When it comes to housing, the Greater London Authority lives very much in the shadow of its predecessors. Both the Greater London Council and the London County Council before it built thousands upon thousands of homes to meet the needs of London’s growing population. From the LCC’s distinctive five story brick blocks of flats to the GLC’s brutalist monoliths, the capital is indebted to the vision of its former civic leaders, few greater than Labour’s Herbert Morrison.
Housing has been a key responsibility of the Mayor since 2007, when Ken Livingstone secured £5 billion of housing investment from the then Labour government as he took over the Homes and Communities Agency’s responsibilities in London. But swept from office less than a year later, the work begun by Ken on delivering London’s affordable housing programme was placed into the hands of Boris Johnson.
Boastful Boris has always taken the credit himself for the affordable homes that were delivered using money obtained by a Labour mayor from a Labour government. Yet he now looks set to fail to meet his own target of delivering 100,000 new affordable homes by 2016. His new draft London Plan says that London needs 42,000 new homes each year, despite his own research showing that the real need is up to 62,000. He has refused to lobby for better regulation of the private rented sector in which a quarter of Londoners now live, and rough sleeping in London has doubled since he became mayor in 2008.

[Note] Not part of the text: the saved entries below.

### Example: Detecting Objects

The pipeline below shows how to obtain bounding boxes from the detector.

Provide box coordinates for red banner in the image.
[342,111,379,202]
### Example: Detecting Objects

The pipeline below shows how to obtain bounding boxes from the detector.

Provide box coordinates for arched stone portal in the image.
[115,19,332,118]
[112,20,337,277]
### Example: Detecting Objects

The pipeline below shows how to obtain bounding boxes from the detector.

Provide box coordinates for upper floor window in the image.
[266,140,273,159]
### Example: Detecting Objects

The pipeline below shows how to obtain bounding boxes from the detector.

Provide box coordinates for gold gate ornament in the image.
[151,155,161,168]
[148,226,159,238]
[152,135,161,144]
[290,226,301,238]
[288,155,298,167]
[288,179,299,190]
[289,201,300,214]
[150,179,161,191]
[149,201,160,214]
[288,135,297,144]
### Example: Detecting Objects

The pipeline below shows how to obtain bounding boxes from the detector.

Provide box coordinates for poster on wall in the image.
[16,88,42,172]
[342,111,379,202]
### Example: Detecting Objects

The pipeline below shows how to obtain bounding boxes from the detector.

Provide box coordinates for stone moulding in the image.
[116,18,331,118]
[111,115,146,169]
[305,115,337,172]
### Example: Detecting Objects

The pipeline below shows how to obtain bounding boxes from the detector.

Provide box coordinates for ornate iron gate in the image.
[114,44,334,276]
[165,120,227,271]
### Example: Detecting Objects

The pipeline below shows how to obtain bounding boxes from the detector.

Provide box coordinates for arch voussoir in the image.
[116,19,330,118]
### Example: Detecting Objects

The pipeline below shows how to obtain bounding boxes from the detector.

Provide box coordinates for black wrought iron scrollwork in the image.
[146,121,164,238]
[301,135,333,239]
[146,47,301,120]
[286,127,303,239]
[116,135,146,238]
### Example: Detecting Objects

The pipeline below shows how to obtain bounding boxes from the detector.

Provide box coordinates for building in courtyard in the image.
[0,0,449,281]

Enough is enough. It’s time for a radical transformation of the Mayor’s approach to housing.
A Wednesday’s London Assembly budget setting meeting I put forward proposals to create a new body, Homes for London, which would draw together all of the Mayor’s work on housing, land and planning. Homes for London would make sure that housing is invested in as infrastructure, in the same way as Transport for London does for transport. As part of this, a London Housing Corporation would be established to directly deliver the homes that London needs.
The need for Mayoral intervention is clear. The private sector isn’t delivering the homes London needs. Housing associations are finding it increasingly difficult to raise the funding they need to build social and affordable housing. Some councils in London are building new council housing for the first time in decades but are still heavily restricted by the government-imposed borrowing cap. This is why the Mayor must step in directly.

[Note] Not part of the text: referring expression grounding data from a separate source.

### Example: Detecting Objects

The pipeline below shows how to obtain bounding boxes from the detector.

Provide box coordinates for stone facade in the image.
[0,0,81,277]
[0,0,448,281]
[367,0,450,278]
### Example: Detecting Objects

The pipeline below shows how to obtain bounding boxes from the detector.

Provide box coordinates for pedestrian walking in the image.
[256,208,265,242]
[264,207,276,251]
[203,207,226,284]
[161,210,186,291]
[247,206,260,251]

The new London Housing Corporation would be able to borrow against the GLA’s revenue stream and utilise the Mayor’s own colossal land bank to deliver new homes. By building a mixture of social housing, key worker housing and homes for sale the Mayor can ensure that mixed communities are created and that private sales cross-subsidise genuinely affordable homes let out at council rents with lifetime tenancies. Those worried about more borrowing should remember that the revenue stream created through rents would pay for these homes over the long term.

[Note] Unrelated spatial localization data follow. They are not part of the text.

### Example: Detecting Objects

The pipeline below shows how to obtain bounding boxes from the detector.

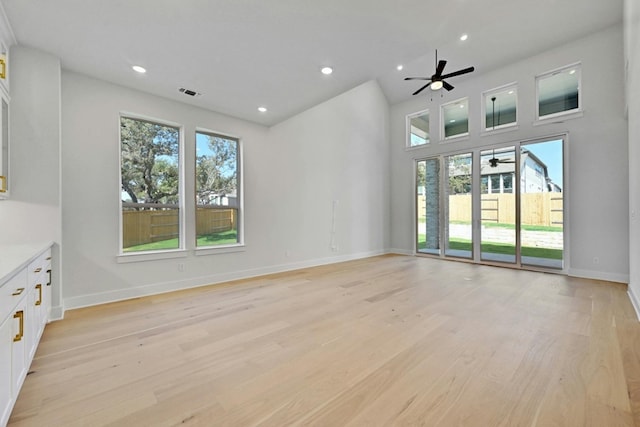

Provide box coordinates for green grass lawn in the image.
[124,229,238,252]
[419,219,563,233]
[418,235,562,260]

But the Mayor doesn’t just have to rely on the GLA’s borrowing power. He should be approaching institutional investors such as pension funds to enter into agreements with Homes for London to provide up-front funding for new homes in exchange for a guaranteed return on their investment.
Over the coming months I shall be working up detailed proposals for exactly how Homes for London and the London Housing Corporation would work and the volume of housing that could be delivered across all tenures. What is absolutely clear is that unless the Mayor adopts a far more interventionist approach, we are not going to solve London’s housing crisis any time soon.